David Gann, vice-president of Imperial College and founding head of its Innovation and Entrepreneurship Group, thinks that some basic changes in the mindset of some business educators could help.
“I would say in general there’s a big question about some of the relevance of business schools and how they operate,” he says. These issues are being addressed particularly in North America and Europe, he adds,
Prof Gann believes that part of the problem is the disconnect between research and the role of business schools in preparing students for their future positions in the business world.
“The world has moved on, the question is: have business schools moved on and I think the answer to that is: not yet.
“I think we’re on the path to that at Imperial, but I think we’ve got a lot to do,” he says.
Prof Gann believes that business education should model itself a little more closely on disciplines such as engineering or medicine.
“You need practical application, not just research.” Although he stresses: “It’s not either/or, you need both.”
Other business schools are also devising innovative approaches to tackle the issue of relevance. Prof Hommel says that he has seen some impressive uses of what he calls “action-based learning”, where students are asked to look at real companies, typically in their start-up phase, rather than being asked to pore over case studies. “It’s a radically different approach.”
Prof Hanno – perhaps unsurprisingly given Babson’s reputation as a good school for learning entrepreneurial skills – also thinks teaching such skills forms part of the answer.
“The buzzword now is that we need more entrepreneurial activity,” he says. “We train students to think like entrepreneurs to find a solution to problems.”
Babson has also decided that one of the strands that creates a more relevant business education should be a focus on creating a better world.

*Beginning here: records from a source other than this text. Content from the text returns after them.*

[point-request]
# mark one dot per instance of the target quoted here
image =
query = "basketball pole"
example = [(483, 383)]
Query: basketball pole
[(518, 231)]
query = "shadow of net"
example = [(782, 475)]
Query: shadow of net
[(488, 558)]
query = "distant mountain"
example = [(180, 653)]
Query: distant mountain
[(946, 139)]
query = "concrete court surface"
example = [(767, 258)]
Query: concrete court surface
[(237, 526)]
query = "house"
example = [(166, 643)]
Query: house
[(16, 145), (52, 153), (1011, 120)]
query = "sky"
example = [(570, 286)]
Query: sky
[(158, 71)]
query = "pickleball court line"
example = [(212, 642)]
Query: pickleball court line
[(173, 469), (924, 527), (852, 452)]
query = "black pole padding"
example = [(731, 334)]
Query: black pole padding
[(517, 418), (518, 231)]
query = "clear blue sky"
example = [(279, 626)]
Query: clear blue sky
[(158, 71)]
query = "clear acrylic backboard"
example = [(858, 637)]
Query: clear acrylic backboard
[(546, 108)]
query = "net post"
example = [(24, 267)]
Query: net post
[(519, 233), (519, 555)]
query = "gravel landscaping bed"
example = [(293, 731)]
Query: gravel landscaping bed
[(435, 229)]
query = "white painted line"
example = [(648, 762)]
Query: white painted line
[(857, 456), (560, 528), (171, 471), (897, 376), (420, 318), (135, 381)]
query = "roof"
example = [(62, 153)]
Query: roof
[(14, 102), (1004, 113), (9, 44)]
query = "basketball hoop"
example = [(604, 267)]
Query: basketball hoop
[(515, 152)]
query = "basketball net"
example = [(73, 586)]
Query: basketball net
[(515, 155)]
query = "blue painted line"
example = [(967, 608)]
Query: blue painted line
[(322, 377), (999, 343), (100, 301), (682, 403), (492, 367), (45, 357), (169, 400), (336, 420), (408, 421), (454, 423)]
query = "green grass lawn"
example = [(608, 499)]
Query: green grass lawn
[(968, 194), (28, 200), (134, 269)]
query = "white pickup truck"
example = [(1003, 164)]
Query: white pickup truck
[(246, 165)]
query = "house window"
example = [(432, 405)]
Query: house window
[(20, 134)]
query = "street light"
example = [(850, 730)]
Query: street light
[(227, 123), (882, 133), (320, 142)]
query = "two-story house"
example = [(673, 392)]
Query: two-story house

Prof Hanno says the college was an early signatory to the UN Principles of Responsible Management Education. PRME, which was founded in July 2007, now has more than 500 members, although Prof Hanno says US schools are still under-represented.
Nonetheless, Prof Hanno says that Babson faces the same problems as all academic institutions – that they tend to be slow to change. But the problem is: “We don’t have time. We need to change now,” he says.
Prof Gann is in agreement. “If you can’t innovate you can’t really lead.”